It’s now obvious to most builders and investors that AI Agents are the new platform shift.
We’re in the early innings and seeing major breakthroughs in reasoning and chain- of- thought (CoT) everyday.
Frameworks like LangChain are driving rapid agent development, while software giants like Anthropic and Google are explicitly exploring agent-to-agent (A2A) communication paradigms.
From my vantage point as an investor, what’s most fascinating is how agents are beginning to operate with real autonomy. They aren’t just copilots anymore—they’re becoming decision-makers, even in enterprise software procurement.
Agents selling software to other agents sounds dystopian, but it’s not far off.
The traditional B2B sales cycle—built around human relationships, months-long funnels, and enterprise steak dinners—will give way to A2A transactions, where procurement is algorithmic, fast, and deeply rational.
We’re already seeing glimpses of this future.
Companies like Replit, Lovable, Bolt, and V0 have strong opinions about the infrastructure best suited for AI-driven applications. But the next step is agents deciding on that infrastructure without any human involvement. They’ll pick the tools that solve the problem fastest, cheapest, and most securely—no procurement team required.
Chapter One portfolio company Supabase is a perfect case study.
Just yesterday at Figma Config—now arguably the design conference of the year—Figma announced Figma Sites, with Supabase as the default backend.

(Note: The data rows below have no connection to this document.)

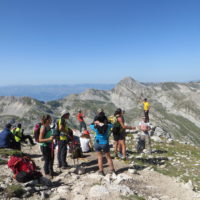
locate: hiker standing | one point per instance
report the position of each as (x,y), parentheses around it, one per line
(119,133)
(7,139)
(63,130)
(80,117)
(100,116)
(146,107)
(101,143)
(85,142)
(145,127)
(46,142)
(19,135)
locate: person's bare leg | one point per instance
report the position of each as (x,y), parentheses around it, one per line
(123,147)
(100,161)
(110,162)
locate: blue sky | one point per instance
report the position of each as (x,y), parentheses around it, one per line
(98,41)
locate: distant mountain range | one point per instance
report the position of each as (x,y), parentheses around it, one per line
(49,92)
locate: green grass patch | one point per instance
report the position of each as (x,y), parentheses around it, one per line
(9,152)
(14,191)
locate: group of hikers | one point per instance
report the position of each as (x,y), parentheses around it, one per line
(61,135)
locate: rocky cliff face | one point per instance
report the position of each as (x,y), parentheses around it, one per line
(174,106)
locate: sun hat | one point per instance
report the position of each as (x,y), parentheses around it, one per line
(64,112)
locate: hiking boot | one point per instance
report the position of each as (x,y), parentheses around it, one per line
(101,173)
(66,167)
(124,158)
(112,172)
(120,155)
(48,176)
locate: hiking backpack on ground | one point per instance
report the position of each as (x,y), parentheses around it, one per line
(24,168)
(75,150)
(36,131)
(140,144)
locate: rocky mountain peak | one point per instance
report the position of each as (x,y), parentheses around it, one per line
(129,82)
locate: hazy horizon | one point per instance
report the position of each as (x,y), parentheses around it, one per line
(77,42)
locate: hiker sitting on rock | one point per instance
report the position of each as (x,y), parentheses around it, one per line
(47,147)
(144,126)
(64,137)
(101,143)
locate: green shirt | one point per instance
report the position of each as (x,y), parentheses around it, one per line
(48,134)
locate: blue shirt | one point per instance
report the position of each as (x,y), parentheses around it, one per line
(99,137)
(6,138)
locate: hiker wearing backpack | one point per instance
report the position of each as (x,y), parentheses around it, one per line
(85,140)
(119,133)
(46,142)
(144,126)
(146,108)
(7,139)
(80,117)
(19,135)
(101,143)
(64,135)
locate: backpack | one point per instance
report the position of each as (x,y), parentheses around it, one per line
(24,168)
(36,131)
(116,127)
(76,151)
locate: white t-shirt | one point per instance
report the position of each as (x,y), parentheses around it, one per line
(85,144)
(144,126)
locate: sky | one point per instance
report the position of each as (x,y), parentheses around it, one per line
(98,41)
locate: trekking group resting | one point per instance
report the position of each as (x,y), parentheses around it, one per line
(62,136)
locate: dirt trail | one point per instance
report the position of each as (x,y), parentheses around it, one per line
(146,182)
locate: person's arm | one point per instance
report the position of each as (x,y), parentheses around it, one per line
(124,126)
(62,127)
(42,134)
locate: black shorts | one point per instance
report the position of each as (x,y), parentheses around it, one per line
(119,136)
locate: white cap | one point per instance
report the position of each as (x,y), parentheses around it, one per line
(64,112)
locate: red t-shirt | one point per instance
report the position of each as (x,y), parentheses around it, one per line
(80,117)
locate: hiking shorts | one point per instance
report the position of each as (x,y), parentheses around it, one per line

In just over three years, Supabase has gone from open-source Firebase alternative to the database of choice for over 2 million developers. But more importantly, it’s begun winning embedded integrations inside app-building platforms. That’s a new level of distribution.
Look at the insane Supabase growth chart over the last 6 months as they’ve reached 2m developers:
Now imagine when infrastructure decisions—like picking a database—are automated by agents.
Supabase isn’t just the human choice. What happens when it becomes the agent’s choice, too?
That’s what makes the Supabase growth chart so interesting.
It doesn’t just show developer adoption. It marks the decline of enterprise sales theater.
For the last 15 years, software buying has been shaped by steak dinners, Warriors suite invites, and Napa boondoggles. Fun? Sure. But efficient? Not at all.
That world is fading.
Software procurement is becoming algorithmic, precise, and refreshingly impersonal. The best product wins, not the best schmooze.
My friend Tomasz Tunguz (Theory Ventures) captured this shift perfectly this week:
If I ask an AI agent to create a web application, I want it to select all the components : the front end framework, the database, & the hosting service. I just want the website to work.
The agent won’t pause to ask, “Do you have a preferred vendor?” busy reasoning about the task at hand, it will continue on its code path, hurtling towards an answer
It’s tempting to assume agents will optimize purely for performance-to-price—like today’s cloud pricing wars. But it’ll be far more complex.
These decisions will hinge on model compatibility, explainable actions, regulatory compliance, and privacy guarantees.
Securing these interactions—especially when proprietary algorithms or sensitive datasets are involved—will drive real innovation in applied cryptography.
Expect zero-knowledge proofs and blockchains to move from niche crypto tools to essential infrastructure for trust, verifiable identity, and seamless value exchange in an agent-powered world.
Take CRM, for example.
If you were building an agent-first CRM today, it wouldn’t resemble anything we use now. It would be designed from the ground up for machine-to-machine interactions.
The APIs would be lightning fast. No UI overhead. No human latency. Just clean, efficient data exchange.
It would integrate natively with major AI ecosystems so agents could coordinate across teams and platforms.
Analytics would be built not for dashboards, but for agents to evaluate and improve their own performance.
Compliance wouldn’t be manual. It would be encoded in the system so agents could self-regulate based on pre-defined policy.
Pricing would be dynamic and negotiated in real-time between agents.
This is what it means to stop building for human operators, and start building for agents.
Many assume AI’s economic upside will be captured by a handful of tech giants.
But if you’ve worked inside a place like Google, you know how innovation gets buried—under legacy code, bloated org charts, and teams too far from the frontier.
As Tom said: “AI will be the Chief Procurement Officer.”
Software won’t be sold over drinks. It’ll be selected, evaluated, and integrated by agents.
Most incumbents won’t adapt fast enough.
That’s the opportunity for founders and investors who see what’s coming.
If you’ve got product instincts, this is the most exciting moment in startup history to build.